Continuing his hubris, Peter tells a sexist joke at his job at the Happy-Go-Lucky Toy Factory that several male co-workers finds hilarious. When female co-worker Sarah Bennett comes and asks to hear the joke, she is greatly offended and then sues Peter and the factory for sexual harassment, meaning Peter faces a prison sentence and the company will be shut down. Her lawyer, Gloria Ironbachs, offers to drop the charges and commute the prison time to a fine if Peter goes to a sensitivity-training program. But after he commits another violent offense by squeezing Gloria's breast, which proves that the program has no effect, he is sentenced to a women's retreat and 10 years probation, where he continues to make insensitive comments until he endures pain comparable to childbirth: taking his bottom lip and stretching it behind his head.

By the time Peter returns home from the women's retreat, he is seen by the family to be very effeminate. At first, Lois appreciates Peter's newfound sensitivity, but she is soon tired of him spending more time in front of the mirror, taking pregnancy tests and scolding Lois for slavishly attending to her husband, who unbeknownst to Peter is himself. She appeals to Peter's friends for help, even going to Glenn Quagmire's house to confess that the "new" Peter is not meeting her needs. The other guys try to bring Peter back to normal by bringing him among his "fellow men". Cleveland takes Peter to a convention of Black men (a nod to the Million-Man March) where Peter blames the assemblage for all the crime and problems and chides them that they should be ashamed for ruining society; they mistakenly believe that he is racist and then chase him through the streets.

When Peter and Lois attend a women's gala, Gloria insults Lois by saying that her current lifestyle is the reason for Peter's former disrespect and hatred for women. Lois reminds her that she is a woman, that feminism is about choice and that she chooses to be a mother and housewife. When Gloria insinuates that Lois' children must be "screwed up" by her ideals, Lois furiously attacks her and they both get into a clothes-shredding catfight, which turns Peter on. After Lois pins Gloria to the floor, Peter pulls Lois out and rushes her home to have sex. When they finish, Peter seemingly doesn't notice Lois until she speaks, then asks Lois to make him a sandwich, spanking her butt as she goes to the kitchen.
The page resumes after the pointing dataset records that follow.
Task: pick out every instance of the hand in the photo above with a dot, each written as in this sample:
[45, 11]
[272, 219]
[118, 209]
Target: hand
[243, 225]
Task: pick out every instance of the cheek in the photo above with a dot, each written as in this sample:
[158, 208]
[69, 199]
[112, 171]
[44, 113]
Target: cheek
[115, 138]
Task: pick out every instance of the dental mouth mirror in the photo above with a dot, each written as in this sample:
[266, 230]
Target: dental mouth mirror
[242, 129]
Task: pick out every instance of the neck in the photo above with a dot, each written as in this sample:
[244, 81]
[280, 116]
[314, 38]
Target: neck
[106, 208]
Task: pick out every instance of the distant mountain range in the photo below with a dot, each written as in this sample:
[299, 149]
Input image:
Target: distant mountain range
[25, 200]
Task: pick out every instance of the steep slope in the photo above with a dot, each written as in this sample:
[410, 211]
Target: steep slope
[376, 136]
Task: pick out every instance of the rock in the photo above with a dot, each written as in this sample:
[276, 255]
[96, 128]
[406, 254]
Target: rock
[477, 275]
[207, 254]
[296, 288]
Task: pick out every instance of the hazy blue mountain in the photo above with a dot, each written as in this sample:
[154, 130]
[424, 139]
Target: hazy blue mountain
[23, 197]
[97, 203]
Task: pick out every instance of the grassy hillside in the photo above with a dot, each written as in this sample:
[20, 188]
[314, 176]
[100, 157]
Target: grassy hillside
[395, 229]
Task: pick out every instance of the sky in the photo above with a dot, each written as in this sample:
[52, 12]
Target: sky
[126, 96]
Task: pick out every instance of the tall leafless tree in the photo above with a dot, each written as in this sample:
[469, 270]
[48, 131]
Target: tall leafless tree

Even so, Lois is glad the old Peter is back.

==Reception==
The episode was viewed by 7.62 million people in the US.

In his 2008 review, Ahsan Haque of IGN, rating the episode an 8.5/10, stated that the episode is "cleverly written" and features "a couple of the best scenes in the entire series". However, he noted that "the over-the-top satire might not hit the right chords with everyone".

==Lawsuit==
In July 2013, the Human Rights Tribunal of Ontario dismissed a frivolous and vexatious complaint filed under the name "Gloria Ironbox" ("Ironbox" being the wordplay derived from the character Gloria Ironbachs). The complaint was dismissed largely because the tribunal quickly learned that the name was the same of that of a parody feminist character in this episode. The complaint attacked the "heteronormative" and "phallocentric" nature of A&W's "A&W Burger Family" mascots. The complainant sought $50,000 in damages and an order requiring A&W to adopt product names which better represented the "LGBTQ2S" community. One suggested product was the "Pillow Biter", described by Ironbox as "a large and thick dark wiener stuffed firmly between two, white, clenched buns." The Tribunal found the complaint "outrageous", "frivolous and vexatious" and "an abuse of process."